Essa mentalidade de excepcionalismo e impunidade não é anedótica; ela se manifesta em uma escala geral e estrutural em diversos Acordos de Estatuto de Forças unilaterais (SOFAs) que os EUA impõem em países onde têm tropas estacionadas. Isso dá uma imunidade geral similar à imunidade diplomática: um soldado ou contratado dos EUA que tenha violado leis não pode ser preso e submetido a tribunais nacionais a não ser que os Estados Unidos escolham abrir mão da imunidade; a “exceção” e imunidade extraterritorial norte-americana podem ser aplicadas mesmo em casos de assassinato, terrorismo, violência, tortura, estupro, roubo, tráfico sexual e uma série de outros pecados.
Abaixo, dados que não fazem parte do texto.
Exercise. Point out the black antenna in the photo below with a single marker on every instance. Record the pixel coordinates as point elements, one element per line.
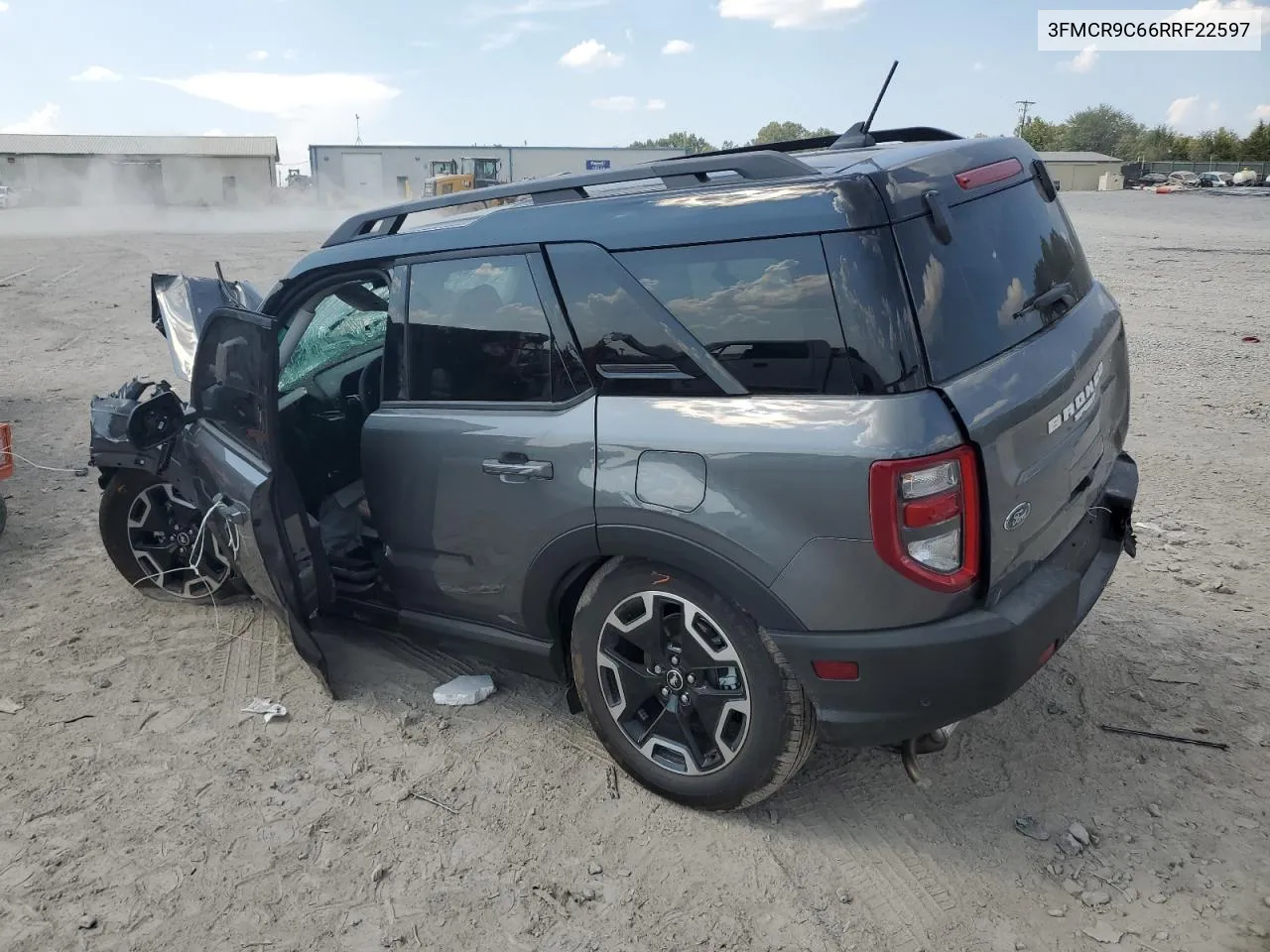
<point>857,136</point>
<point>867,126</point>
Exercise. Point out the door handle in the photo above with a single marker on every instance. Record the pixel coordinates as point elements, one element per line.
<point>526,470</point>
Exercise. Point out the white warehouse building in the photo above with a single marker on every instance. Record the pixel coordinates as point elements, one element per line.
<point>187,171</point>
<point>1080,172</point>
<point>370,175</point>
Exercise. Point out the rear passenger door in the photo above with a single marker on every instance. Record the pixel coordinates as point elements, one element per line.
<point>483,452</point>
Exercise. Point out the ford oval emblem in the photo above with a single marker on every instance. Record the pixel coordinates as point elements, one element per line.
<point>1017,516</point>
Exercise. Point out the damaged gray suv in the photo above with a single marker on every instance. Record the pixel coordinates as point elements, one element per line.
<point>824,436</point>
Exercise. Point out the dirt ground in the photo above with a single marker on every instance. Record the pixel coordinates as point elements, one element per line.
<point>141,810</point>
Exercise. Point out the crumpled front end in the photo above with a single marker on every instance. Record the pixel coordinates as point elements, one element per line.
<point>180,306</point>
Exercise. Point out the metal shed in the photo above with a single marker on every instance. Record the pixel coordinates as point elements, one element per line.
<point>1080,172</point>
<point>371,175</point>
<point>187,171</point>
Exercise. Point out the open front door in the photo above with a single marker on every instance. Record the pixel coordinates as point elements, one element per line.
<point>234,452</point>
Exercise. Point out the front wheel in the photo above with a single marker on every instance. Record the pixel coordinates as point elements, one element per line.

Esse excepcionalismo também se aplica às políticas de saúde nacionais e regulações sanitárias internacionais. Por exemplo, diversos surtos de COVID-19 foram associados a violações de medidas de saúde nacionais por parte dos Estados Unidos – triagens, testes, rastreamentos e isolamentos – em muitos territórios ou países (especialmente em regiões insulares) onde os EUA têm bases militares. Um exemplo foram os diversos grandes surtos epidêmicos em Okinawa, que foram associados à entrada de tropas estadunidenses na ilha sem respeitarem os protocolos de saúde locais.

Os Estados Unidos foram campeões em hipocrisia, no entanto, quando, em diversos processos relacionados à COVID, acusaram a China – sem evidências – de ter violado as Regulações Sanitárias Internacionais da ONU e da Organização Mundial de Saúde (OMS) ao não notificarem os Estados Unidos e o resto do mundo, em tempo hábil, sobre o surto da COVID-19. Essa posição é completamente refutada pelos fatos e as linhas do tempo: nenhum outro país trabalhou tão assiduamente e com tanta rapidez na investigação, apuração e notificação do surto inicial ao mundo, bem como no compartilhamento das informações necessárias para controlá-lo. Os Estados Unidos, no entanto, criaram para si uma exceção de proporções pandêmicas para não reportar o aparecimento de quaisquer doenças infecciosas à OMS se considerarem necessário a seus interesses de segurança nacional. Ironicamente, essa exceção foi criado especificamente para a instituição mais provável de propagar tais doençasas Forças Armadas dos EUA: “qualquer notificação que mine a capacidade das Forças Armadas dos Estados Unidos de operarem efetivamente no sentido de perseguirem os interesses nacionais de segurança dos EUA não será considerada praticável”.

Quando os Estados Unidos usam dissimuladamente o termo RBIO, ou ordem internacional baseada em regras, eles podem estar usando o conceito de lei internacional, mas uma vez que suas aplicações são desempacotadas, fica claro que trata-se de uma ficção armada que os Estados Unidos usam para atacar inimigos e competidores.

Se “a hipocrisia é um tributo que o vício paga à virtude”, a “ordem internacional baseada em regras” é o primeiro tributo vicioso que os Estados Unidos enviam a seus oponentes cumpridores da lei para minar a ordem internacional, não menos perigosa por sua falsidade.